Species Identification of Bacteria and Fungi from Solid and Liquid Culture Media by MALDI-TOF Mass SpectrometryMarco Reich1,2*, Philipp P Bosshard3, Maik Stark1, Kurt Beyser4 and Stefan Borgmann4,5
- *Corresponding Author:
- Marco Reich
Leuphana University Lüneburg
Faculty of Sustainability
Institute of Sustainable and Environmental Chemistry (ISEC)
Scharnhorststr. 1, C13.207 21335 Lüneburg, Germany
Tel: +49 4131 677-2894
E-mail: [email protected], [email protected]
Received date: November 11, 2012; Accepted date: January 17, 2013; Published date: January 22, 2013
Citation: Reich M, Bosshard PP, Stark M, Beyser K, Borgmann S (2013) Species Identification of Bacteria and Fungi from Solid and Liquid Culture Media by MALDITOF Mass Spectrometry. J Bacteriol Parasitol S5:002. doi: 10.4172/2155-9597.S5-002
Copyright: © 2013 Reich M, et al. This is an open-access article distributed under the terms of the Creative Commons Attribution License, which permits unrestricted use, distribution, and reproduction in any medium, provided the original author and source are credited.

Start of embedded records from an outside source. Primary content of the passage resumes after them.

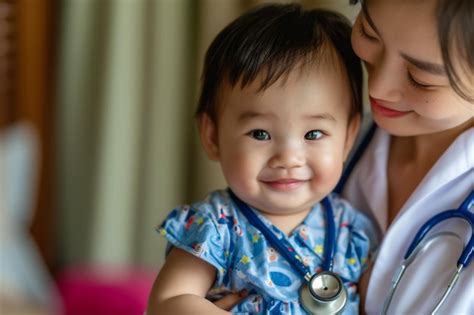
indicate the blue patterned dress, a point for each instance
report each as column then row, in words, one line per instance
column 217, row 232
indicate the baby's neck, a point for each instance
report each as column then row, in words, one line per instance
column 287, row 222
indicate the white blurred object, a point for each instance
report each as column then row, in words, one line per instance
column 25, row 282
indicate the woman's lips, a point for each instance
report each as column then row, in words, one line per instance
column 384, row 111
column 284, row 184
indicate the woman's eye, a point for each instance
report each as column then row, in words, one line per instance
column 364, row 33
column 259, row 134
column 417, row 84
column 314, row 135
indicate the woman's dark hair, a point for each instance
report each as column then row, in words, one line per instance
column 455, row 19
column 271, row 40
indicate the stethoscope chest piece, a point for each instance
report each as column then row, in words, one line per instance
column 324, row 294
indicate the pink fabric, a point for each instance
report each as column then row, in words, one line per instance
column 103, row 290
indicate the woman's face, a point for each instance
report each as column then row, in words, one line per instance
column 409, row 90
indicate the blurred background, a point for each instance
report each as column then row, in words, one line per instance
column 98, row 143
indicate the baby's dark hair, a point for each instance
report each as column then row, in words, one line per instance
column 269, row 42
column 455, row 22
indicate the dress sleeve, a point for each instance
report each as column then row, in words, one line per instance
column 357, row 241
column 197, row 232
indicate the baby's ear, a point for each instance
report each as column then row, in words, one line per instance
column 352, row 131
column 208, row 136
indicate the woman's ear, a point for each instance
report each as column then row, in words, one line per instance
column 208, row 136
column 352, row 131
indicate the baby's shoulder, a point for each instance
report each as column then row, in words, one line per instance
column 215, row 205
column 216, row 208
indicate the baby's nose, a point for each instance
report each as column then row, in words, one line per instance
column 287, row 157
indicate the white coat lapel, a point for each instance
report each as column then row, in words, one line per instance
column 458, row 159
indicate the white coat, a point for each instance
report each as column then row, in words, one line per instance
column 445, row 186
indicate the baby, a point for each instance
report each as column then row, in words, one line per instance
column 279, row 109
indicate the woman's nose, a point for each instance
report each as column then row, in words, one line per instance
column 287, row 157
column 384, row 79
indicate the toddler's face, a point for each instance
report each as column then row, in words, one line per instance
column 282, row 149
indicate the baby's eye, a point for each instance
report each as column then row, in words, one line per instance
column 259, row 134
column 314, row 135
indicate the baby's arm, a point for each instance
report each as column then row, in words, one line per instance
column 181, row 286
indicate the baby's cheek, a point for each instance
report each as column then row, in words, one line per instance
column 328, row 171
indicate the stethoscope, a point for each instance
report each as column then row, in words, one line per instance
column 322, row 293
column 421, row 241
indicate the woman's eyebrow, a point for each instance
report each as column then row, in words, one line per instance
column 429, row 67
column 369, row 20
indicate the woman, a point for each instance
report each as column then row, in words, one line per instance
column 419, row 57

Within the past years MALDI-TOF mass spectrometry has become a powerful tool for the species identification of cultured bacteria and fungi. In the present study, the implementation of MALDI-TOF mass spectrometry in a commercial high throughput laboratory is described. The impact of different growth conditions on the identification results was evaluated. Although slight differences in MALDI-TOF spectra of E. coli and S. aureus strains cultured on blood agar for various periods (5, 18, 24 and 48 hours) were noticed, reliable species identification was obtained for all periods. The same was true when E. coli and S. aureus strains were cultured for 18 hours on various solid media. Reliable identification was also achieved when fungi were cultured on solid and in liquid media (Sabouraud bouillon). Moreover,
growth of fungi in bouillon resulted in accelerated identification. MALDI-TOF mass spectrometry also allowed reliable identification of microorganisms from positive blood culture samples. In total, 2,900 specimens (234 different species) predominantly derived from clinical samples were examined. Microorganisms were cultured on solid media, in blood culture bottles and in liquid Sabouraud bouillon. 98.6% (n=2,860) of the MALDI-TOF identification results matched those of conventional methods (e.g. Gram staining, carbohydrate degradation ability, Phoenix system) and 16S rDNA PCR product sequencing. Mismatches were mainly based on missing reference spectra in the database of the analysis system. The study was performed in 2009. Due to continuous improvement of the database, even higher accuracy would be achieved when performing the study nowadays. In summary, the use of MALDI-TOF mass spectrometry in a clinical high throughput environment leads to reliable results, even when various culture conditions are used, for instance bouillons for culture of fungi. MALDI-TOF mass spectrometry is a fast and robust identification system, which is on its way to become a new standard for the identification of microorganisms in high throughput laboratories.